Cybersecurity is a mess, mobile chip chief says

Simon Segars, CEO of processor tech company ARM Holdings, says security has to be fixed before we can benefit from AI and the internet of things.

Shara Tibken Former managing editor
Shara Tibken was a managing editor at CNET News, overseeing a team covering tech policy, EU tech, mobile and the digital divide. She previously covered mobile as a senior reporter at CNET and also wrote for Dow Jones Newswires and The Wall Street Journal. Shara is a native Midwesterner who still prefers "pop" over "soda."
Shara Tibken
2 min read

ARM CEO Simon Segars says cybersecurity is a major issue for artificial intelligence and the internet of things.

Shara Tibken/CNET

Artificial intelligence and the internet of things will change the way we live, but they're still plagued by one big thing: a lack of security.

That, at least, is the perspective of Simon Segars, CEO of chip technology company ARM Holdings. 

"Cybersecurity is a mess," Segars said Wednesday during a keynote at the ARM TechCon conference in Santa Clara, California. "The bad news is, unless we do something, it's going to get worse."

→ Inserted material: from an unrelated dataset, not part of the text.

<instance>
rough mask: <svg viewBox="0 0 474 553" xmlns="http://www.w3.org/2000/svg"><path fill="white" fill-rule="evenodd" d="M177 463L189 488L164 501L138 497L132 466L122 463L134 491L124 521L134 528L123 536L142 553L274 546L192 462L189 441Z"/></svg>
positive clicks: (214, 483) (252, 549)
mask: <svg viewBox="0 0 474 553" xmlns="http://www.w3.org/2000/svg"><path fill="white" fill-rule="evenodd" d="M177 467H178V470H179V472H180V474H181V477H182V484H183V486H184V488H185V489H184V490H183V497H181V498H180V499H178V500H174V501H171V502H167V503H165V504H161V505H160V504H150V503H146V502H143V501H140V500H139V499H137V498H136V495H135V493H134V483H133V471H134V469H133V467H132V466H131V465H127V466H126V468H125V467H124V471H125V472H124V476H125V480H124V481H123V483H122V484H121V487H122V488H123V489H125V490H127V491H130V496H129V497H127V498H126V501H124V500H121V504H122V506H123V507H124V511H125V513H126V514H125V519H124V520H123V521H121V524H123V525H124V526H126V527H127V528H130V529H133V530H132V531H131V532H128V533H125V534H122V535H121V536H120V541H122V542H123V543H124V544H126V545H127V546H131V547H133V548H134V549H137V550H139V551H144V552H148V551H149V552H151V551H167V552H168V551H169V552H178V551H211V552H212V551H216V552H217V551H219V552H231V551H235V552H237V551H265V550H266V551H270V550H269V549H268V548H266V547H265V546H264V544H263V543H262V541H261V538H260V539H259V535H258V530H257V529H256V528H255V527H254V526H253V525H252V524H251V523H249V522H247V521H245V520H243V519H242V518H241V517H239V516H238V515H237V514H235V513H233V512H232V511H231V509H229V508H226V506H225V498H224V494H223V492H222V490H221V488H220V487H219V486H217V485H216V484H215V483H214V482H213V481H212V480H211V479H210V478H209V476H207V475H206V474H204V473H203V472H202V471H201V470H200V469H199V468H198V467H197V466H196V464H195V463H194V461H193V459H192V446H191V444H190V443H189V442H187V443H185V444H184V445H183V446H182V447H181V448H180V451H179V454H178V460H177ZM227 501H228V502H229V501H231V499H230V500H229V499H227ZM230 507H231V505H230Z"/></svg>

ARM is the UK company whose designs are the basis for most of the world's mobile processors, including those made by Apple and Samsung. Last year, Japanese telecommunications giant SoftBank bought ARM for nearly $32 billion (£24 billion). Segars noted Wednesday that more than 100 billion chips based on ARM's technology have shipped over the past 25 years. He expects another 100 billion to ship in the next four years as more and more products get smarter. 

Along with designing chips that are faster and consume less energy, ARM also has turned its attention to security. It wants to make sure that devices are secured through their hardware, not just their software. 

Cybersecurity is especially important as the world becomes more connected. Hackers are able to tap into insecure televisions, phones and even antivirus itself. Segars noted that even a fish tank in Las Vegas got hacked. While security experts fight to stay ahead of cybercriminals, it's much messier getting manufacturers and the average person to follow secure practices.

"You can't rely on passwords," Segars said. "You can't rely on people to update the firmware on the device."

Consumers assume the products they buy are secure, but many times, that's not the case, Segars said. It's up to device makers to take pains to make sure their devices can deal with hacks when they occur, he said. 

"You've got to design things on the assumption a compromise will happen," Segars said. "Therefore how you react to it becomes really, really important."

CNET's Alfred Ng contributed to this report.